Veteran RIM, a mission impossible?

It’s the end of an era. The two bosses of Research in Motion, Mike Lazaridis and Jim Balsillie, withdrew from the management on a daily basis. This is what many shareholders were demanding, disappointed by the performance of RIM, which has become increasingly difficult to compete with Apple and manufacturers of smart phones based on Android operating system from Google. But the break with the past is not complete. The new CEO, Thorsten Heins, a former engineer of Siemens, was recruited by Lazaridis and Balsillie five years ago. And in an interview with the Globe & Mail, Thorsten Heins announces no change of course, although he intends to rebuild the image of RIM with a new head of marketing. However, it plans to offer licensed the new operating system from RIM, BlackBerry 10, other manufacturers of wireless phones.
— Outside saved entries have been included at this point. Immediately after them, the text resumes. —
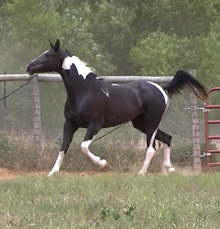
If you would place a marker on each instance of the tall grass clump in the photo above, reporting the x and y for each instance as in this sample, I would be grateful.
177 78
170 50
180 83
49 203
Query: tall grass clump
111 201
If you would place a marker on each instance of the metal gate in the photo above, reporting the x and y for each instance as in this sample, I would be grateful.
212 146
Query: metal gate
207 108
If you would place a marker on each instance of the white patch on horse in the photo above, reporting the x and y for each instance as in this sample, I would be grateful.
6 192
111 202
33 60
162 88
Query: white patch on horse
162 91
80 65
105 92
40 55
57 164
96 160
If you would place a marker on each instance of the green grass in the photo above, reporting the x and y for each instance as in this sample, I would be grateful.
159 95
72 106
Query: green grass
111 201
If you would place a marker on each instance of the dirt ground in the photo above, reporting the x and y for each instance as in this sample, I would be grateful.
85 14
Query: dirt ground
6 174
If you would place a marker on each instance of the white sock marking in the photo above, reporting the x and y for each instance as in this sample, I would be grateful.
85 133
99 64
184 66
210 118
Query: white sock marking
93 158
57 164
80 65
167 163
149 155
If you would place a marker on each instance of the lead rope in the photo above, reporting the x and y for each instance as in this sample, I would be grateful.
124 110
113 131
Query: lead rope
17 89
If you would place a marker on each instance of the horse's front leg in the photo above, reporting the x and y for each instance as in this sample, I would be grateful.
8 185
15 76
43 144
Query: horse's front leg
69 130
89 137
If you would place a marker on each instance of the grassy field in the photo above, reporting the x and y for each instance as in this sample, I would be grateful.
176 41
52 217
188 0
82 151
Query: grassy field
111 201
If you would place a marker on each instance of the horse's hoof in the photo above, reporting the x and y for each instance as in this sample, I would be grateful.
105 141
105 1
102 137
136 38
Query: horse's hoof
170 170
141 173
103 164
52 172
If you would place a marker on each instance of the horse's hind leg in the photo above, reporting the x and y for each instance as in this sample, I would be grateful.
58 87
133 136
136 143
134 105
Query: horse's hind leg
69 130
90 134
166 139
150 131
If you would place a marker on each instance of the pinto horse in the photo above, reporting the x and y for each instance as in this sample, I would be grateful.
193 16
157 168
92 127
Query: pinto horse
95 104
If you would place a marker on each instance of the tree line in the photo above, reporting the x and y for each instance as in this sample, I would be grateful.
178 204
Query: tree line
115 37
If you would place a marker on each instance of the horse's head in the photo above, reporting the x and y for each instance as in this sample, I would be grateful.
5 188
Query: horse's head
49 61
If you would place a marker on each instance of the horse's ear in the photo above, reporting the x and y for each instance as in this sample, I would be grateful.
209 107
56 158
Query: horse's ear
51 45
56 46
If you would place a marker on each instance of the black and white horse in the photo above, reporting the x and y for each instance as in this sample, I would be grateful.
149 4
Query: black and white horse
94 104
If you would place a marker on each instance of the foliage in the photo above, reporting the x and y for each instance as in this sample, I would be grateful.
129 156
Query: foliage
116 37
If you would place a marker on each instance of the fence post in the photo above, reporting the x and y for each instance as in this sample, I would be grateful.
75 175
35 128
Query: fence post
37 121
195 130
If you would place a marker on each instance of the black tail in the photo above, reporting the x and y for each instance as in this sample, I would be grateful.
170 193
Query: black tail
180 80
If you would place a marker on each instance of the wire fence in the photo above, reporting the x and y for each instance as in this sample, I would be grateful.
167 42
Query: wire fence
17 109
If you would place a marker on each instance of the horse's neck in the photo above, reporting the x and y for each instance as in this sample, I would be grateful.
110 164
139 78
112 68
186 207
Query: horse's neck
74 84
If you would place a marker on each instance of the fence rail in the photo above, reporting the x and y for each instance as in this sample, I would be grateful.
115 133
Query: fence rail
112 79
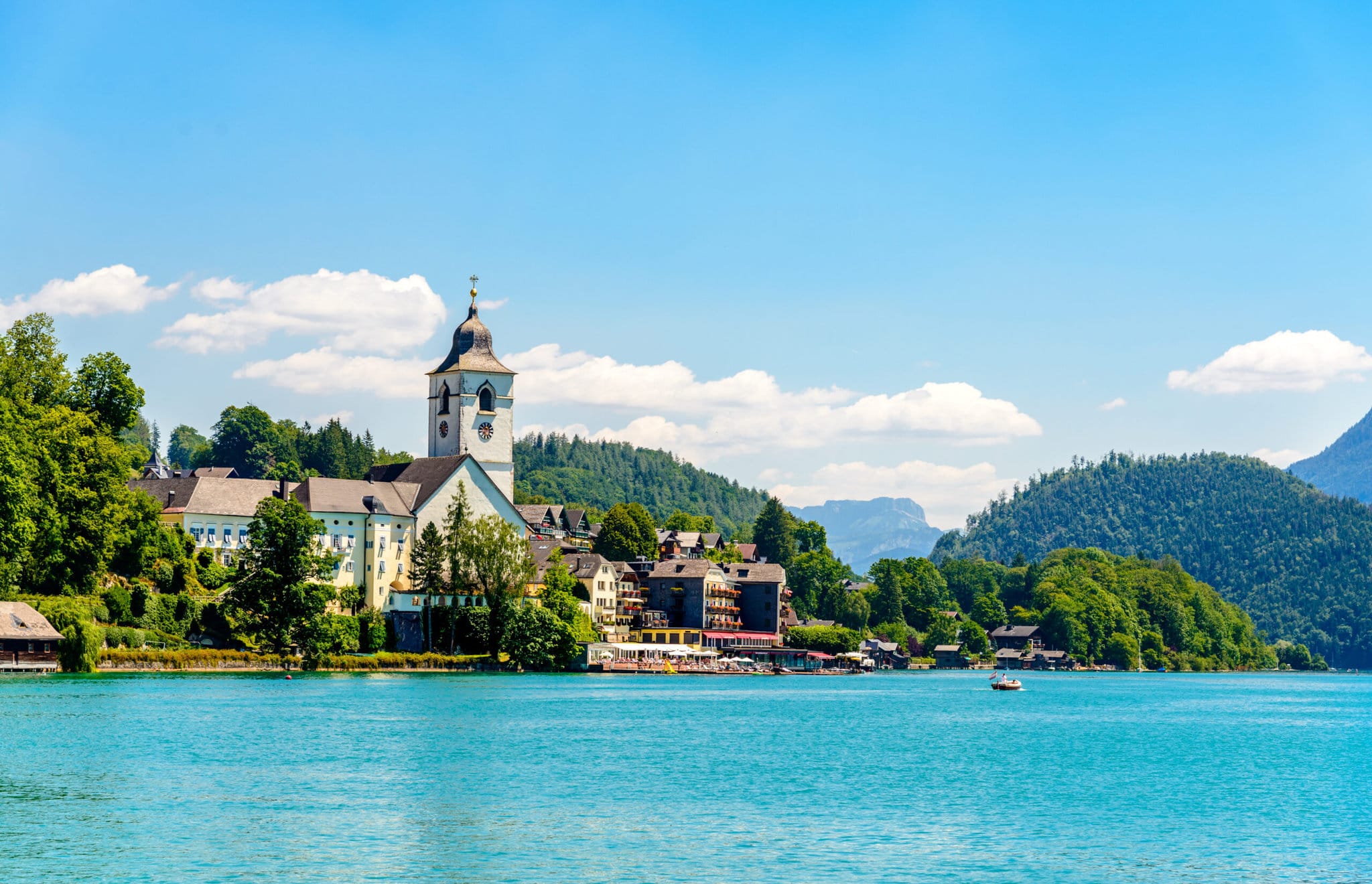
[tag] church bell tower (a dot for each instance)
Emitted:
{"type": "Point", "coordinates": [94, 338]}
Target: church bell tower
{"type": "Point", "coordinates": [472, 400]}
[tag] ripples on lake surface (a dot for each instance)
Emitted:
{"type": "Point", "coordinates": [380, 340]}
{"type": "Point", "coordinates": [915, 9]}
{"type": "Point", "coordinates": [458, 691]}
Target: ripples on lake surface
{"type": "Point", "coordinates": [884, 778]}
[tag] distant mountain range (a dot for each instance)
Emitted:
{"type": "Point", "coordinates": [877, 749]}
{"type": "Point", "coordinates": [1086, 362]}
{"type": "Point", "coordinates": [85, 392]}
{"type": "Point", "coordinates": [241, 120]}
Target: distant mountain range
{"type": "Point", "coordinates": [865, 531]}
{"type": "Point", "coordinates": [1345, 467]}
{"type": "Point", "coordinates": [1290, 555]}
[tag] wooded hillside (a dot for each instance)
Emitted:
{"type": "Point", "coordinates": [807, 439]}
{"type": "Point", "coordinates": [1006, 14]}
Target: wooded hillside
{"type": "Point", "coordinates": [1298, 561]}
{"type": "Point", "coordinates": [603, 473]}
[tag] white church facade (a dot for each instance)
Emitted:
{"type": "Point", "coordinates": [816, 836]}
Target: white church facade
{"type": "Point", "coordinates": [471, 432]}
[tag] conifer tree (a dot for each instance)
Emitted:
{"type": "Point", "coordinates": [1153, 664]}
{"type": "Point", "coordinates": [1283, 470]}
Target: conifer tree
{"type": "Point", "coordinates": [427, 572]}
{"type": "Point", "coordinates": [774, 534]}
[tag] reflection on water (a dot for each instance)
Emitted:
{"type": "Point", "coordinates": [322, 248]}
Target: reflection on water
{"type": "Point", "coordinates": [891, 776]}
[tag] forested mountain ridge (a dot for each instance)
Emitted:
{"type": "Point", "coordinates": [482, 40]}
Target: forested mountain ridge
{"type": "Point", "coordinates": [604, 473]}
{"type": "Point", "coordinates": [1298, 561]}
{"type": "Point", "coordinates": [1345, 467]}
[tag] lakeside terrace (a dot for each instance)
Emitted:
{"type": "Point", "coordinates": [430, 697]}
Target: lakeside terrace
{"type": "Point", "coordinates": [636, 657]}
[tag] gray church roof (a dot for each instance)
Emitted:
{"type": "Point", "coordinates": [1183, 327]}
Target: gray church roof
{"type": "Point", "coordinates": [472, 347]}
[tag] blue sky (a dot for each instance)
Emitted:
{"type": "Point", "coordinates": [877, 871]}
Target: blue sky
{"type": "Point", "coordinates": [962, 228]}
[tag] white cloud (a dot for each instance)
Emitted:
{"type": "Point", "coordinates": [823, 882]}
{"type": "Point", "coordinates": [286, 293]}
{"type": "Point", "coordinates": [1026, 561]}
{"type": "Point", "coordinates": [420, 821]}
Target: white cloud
{"type": "Point", "coordinates": [220, 289]}
{"type": "Point", "coordinates": [748, 411]}
{"type": "Point", "coordinates": [117, 288]}
{"type": "Point", "coordinates": [322, 370]}
{"type": "Point", "coordinates": [1280, 458]}
{"type": "Point", "coordinates": [1290, 361]}
{"type": "Point", "coordinates": [947, 494]}
{"type": "Point", "coordinates": [349, 311]}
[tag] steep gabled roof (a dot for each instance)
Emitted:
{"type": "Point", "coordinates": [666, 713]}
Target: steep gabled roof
{"type": "Point", "coordinates": [350, 495]}
{"type": "Point", "coordinates": [209, 495]}
{"type": "Point", "coordinates": [752, 573]}
{"type": "Point", "coordinates": [22, 621]}
{"type": "Point", "coordinates": [429, 473]}
{"type": "Point", "coordinates": [682, 568]}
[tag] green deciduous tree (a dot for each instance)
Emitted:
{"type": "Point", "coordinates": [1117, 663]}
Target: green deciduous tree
{"type": "Point", "coordinates": [538, 640]}
{"type": "Point", "coordinates": [817, 584]}
{"type": "Point", "coordinates": [891, 583]}
{"type": "Point", "coordinates": [853, 610]}
{"type": "Point", "coordinates": [623, 536]}
{"type": "Point", "coordinates": [559, 597]}
{"type": "Point", "coordinates": [685, 521]}
{"type": "Point", "coordinates": [941, 630]}
{"type": "Point", "coordinates": [187, 449]}
{"type": "Point", "coordinates": [774, 532]}
{"type": "Point", "coordinates": [245, 439]}
{"type": "Point", "coordinates": [811, 538]}
{"type": "Point", "coordinates": [496, 563]}
{"type": "Point", "coordinates": [32, 368]}
{"type": "Point", "coordinates": [105, 390]}
{"type": "Point", "coordinates": [988, 610]}
{"type": "Point", "coordinates": [276, 598]}
{"type": "Point", "coordinates": [823, 639]}
{"type": "Point", "coordinates": [925, 594]}
{"type": "Point", "coordinates": [1121, 650]}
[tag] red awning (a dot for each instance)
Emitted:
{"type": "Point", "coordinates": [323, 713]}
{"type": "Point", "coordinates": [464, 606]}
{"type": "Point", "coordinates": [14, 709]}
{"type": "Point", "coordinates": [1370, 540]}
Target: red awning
{"type": "Point", "coordinates": [764, 636]}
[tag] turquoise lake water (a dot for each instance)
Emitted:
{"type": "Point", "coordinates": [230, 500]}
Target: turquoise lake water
{"type": "Point", "coordinates": [880, 778]}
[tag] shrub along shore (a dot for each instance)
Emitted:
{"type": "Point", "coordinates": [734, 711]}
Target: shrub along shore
{"type": "Point", "coordinates": [213, 660]}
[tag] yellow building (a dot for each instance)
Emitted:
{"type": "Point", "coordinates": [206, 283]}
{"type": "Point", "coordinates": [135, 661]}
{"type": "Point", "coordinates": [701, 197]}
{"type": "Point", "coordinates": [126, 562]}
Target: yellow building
{"type": "Point", "coordinates": [369, 529]}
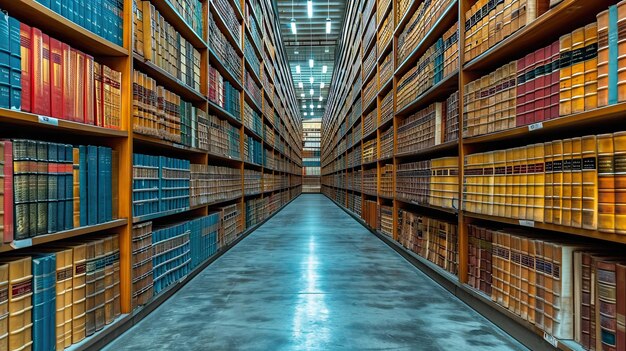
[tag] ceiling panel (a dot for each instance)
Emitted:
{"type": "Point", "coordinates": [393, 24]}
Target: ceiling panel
{"type": "Point", "coordinates": [311, 41]}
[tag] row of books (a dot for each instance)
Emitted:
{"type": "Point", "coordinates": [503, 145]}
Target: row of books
{"type": "Point", "coordinates": [370, 122]}
{"type": "Point", "coordinates": [159, 184]}
{"type": "Point", "coordinates": [103, 18]}
{"type": "Point", "coordinates": [386, 181]}
{"type": "Point", "coordinates": [431, 182]}
{"type": "Point", "coordinates": [60, 294]}
{"type": "Point", "coordinates": [159, 42]}
{"type": "Point", "coordinates": [432, 239]}
{"type": "Point", "coordinates": [252, 119]}
{"type": "Point", "coordinates": [386, 69]}
{"type": "Point", "coordinates": [50, 187]}
{"type": "Point", "coordinates": [227, 11]}
{"type": "Point", "coordinates": [420, 23]}
{"type": "Point", "coordinates": [45, 76]}
{"type": "Point", "coordinates": [210, 184]}
{"type": "Point", "coordinates": [386, 143]}
{"type": "Point", "coordinates": [252, 182]}
{"type": "Point", "coordinates": [569, 288]}
{"type": "Point", "coordinates": [573, 182]}
{"type": "Point", "coordinates": [385, 32]}
{"type": "Point", "coordinates": [370, 151]}
{"type": "Point", "coordinates": [489, 22]}
{"type": "Point", "coordinates": [161, 113]}
{"type": "Point", "coordinates": [222, 48]}
{"type": "Point", "coordinates": [253, 150]}
{"type": "Point", "coordinates": [224, 94]}
{"type": "Point", "coordinates": [429, 69]}
{"type": "Point", "coordinates": [385, 220]}
{"type": "Point", "coordinates": [223, 137]}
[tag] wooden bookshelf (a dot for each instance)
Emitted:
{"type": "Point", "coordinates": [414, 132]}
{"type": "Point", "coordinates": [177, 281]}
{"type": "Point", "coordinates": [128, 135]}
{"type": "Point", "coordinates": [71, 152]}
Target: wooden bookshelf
{"type": "Point", "coordinates": [126, 141]}
{"type": "Point", "coordinates": [339, 177]}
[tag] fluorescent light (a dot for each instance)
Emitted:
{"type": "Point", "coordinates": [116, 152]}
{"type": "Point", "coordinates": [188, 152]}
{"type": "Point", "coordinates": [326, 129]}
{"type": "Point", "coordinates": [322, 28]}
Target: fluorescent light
{"type": "Point", "coordinates": [293, 26]}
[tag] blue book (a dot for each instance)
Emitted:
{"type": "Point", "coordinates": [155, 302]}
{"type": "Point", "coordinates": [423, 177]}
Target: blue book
{"type": "Point", "coordinates": [92, 182]}
{"type": "Point", "coordinates": [82, 176]}
{"type": "Point", "coordinates": [53, 188]}
{"type": "Point", "coordinates": [69, 187]}
{"type": "Point", "coordinates": [44, 302]}
{"type": "Point", "coordinates": [15, 64]}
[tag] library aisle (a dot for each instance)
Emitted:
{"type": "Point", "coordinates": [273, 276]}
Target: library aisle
{"type": "Point", "coordinates": [313, 279]}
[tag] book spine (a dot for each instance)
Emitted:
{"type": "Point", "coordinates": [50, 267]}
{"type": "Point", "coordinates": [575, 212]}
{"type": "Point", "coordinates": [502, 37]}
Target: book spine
{"type": "Point", "coordinates": [26, 53]}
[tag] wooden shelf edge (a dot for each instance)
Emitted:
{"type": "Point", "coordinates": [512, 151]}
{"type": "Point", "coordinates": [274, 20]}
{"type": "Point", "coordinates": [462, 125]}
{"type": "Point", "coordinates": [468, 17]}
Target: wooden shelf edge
{"type": "Point", "coordinates": [66, 234]}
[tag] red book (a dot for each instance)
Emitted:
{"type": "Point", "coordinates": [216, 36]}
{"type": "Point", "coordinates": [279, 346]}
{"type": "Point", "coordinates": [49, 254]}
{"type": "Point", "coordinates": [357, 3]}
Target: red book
{"type": "Point", "coordinates": [540, 83]}
{"type": "Point", "coordinates": [620, 274]}
{"type": "Point", "coordinates": [43, 106]}
{"type": "Point", "coordinates": [8, 191]}
{"type": "Point", "coordinates": [89, 87]}
{"type": "Point", "coordinates": [27, 65]}
{"type": "Point", "coordinates": [79, 86]}
{"type": "Point", "coordinates": [555, 91]}
{"type": "Point", "coordinates": [56, 78]}
{"type": "Point", "coordinates": [529, 117]}
{"type": "Point", "coordinates": [521, 92]}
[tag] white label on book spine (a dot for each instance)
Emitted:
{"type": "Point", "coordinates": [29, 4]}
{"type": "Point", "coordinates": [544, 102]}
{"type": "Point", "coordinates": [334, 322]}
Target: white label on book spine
{"type": "Point", "coordinates": [535, 126]}
{"type": "Point", "coordinates": [527, 223]}
{"type": "Point", "coordinates": [20, 244]}
{"type": "Point", "coordinates": [49, 120]}
{"type": "Point", "coordinates": [550, 339]}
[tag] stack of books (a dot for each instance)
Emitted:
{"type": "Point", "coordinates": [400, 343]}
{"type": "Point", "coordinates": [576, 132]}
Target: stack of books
{"type": "Point", "coordinates": [222, 48]}
{"type": "Point", "coordinates": [432, 239]}
{"type": "Point", "coordinates": [210, 184]}
{"type": "Point", "coordinates": [489, 22]}
{"type": "Point", "coordinates": [422, 130]}
{"type": "Point", "coordinates": [181, 61]}
{"type": "Point", "coordinates": [103, 18]}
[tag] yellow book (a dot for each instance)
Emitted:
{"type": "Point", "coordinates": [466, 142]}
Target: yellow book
{"type": "Point", "coordinates": [566, 192]}
{"type": "Point", "coordinates": [619, 142]}
{"type": "Point", "coordinates": [578, 71]}
{"type": "Point", "coordinates": [577, 183]}
{"type": "Point", "coordinates": [557, 181]}
{"type": "Point", "coordinates": [20, 305]}
{"type": "Point", "coordinates": [606, 183]}
{"type": "Point", "coordinates": [565, 99]}
{"type": "Point", "coordinates": [589, 182]}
A clever way to increase the scope of this system and to generate greater interest among application developers. Mike Lazaridis and Jim Balsillie also remain on the board, which will now be chaired by Barbara Stymiest, an amount of 55 who became known as president of the Toronto Stock Exchange. Prem Watsa made a grand entrance on the board of RIM after investing in the company. The big boss of Fairfax Financial, dubbed the Warren Buffett of the North, is a kind of champion of lost causes, including having invested in Mega Brands and AbitibiBowater, now Resolved Forest Products. Read about this portrait that I signed in 2008. Mike Lazaridis and Jim Balsillie built a Canadian champion of techno over the last 20 years. But it is clear that they had to pass the baton to another runner, especially since they could no longer hide their exasperation at the constant stream of bad news. Thorsten Heins and inherits the most difficult job in the world. And the honeymoon looks short. Priority: to run faster and with much fanfare, the next generation of BlackBerry phones, make up for past mistakes. Thorsten Heins can change the course of things? Or is it that this change in direction comes too late? Certainly the new boss of Research in Motion has no room for error.

Leave a comment

Your email address will not be published.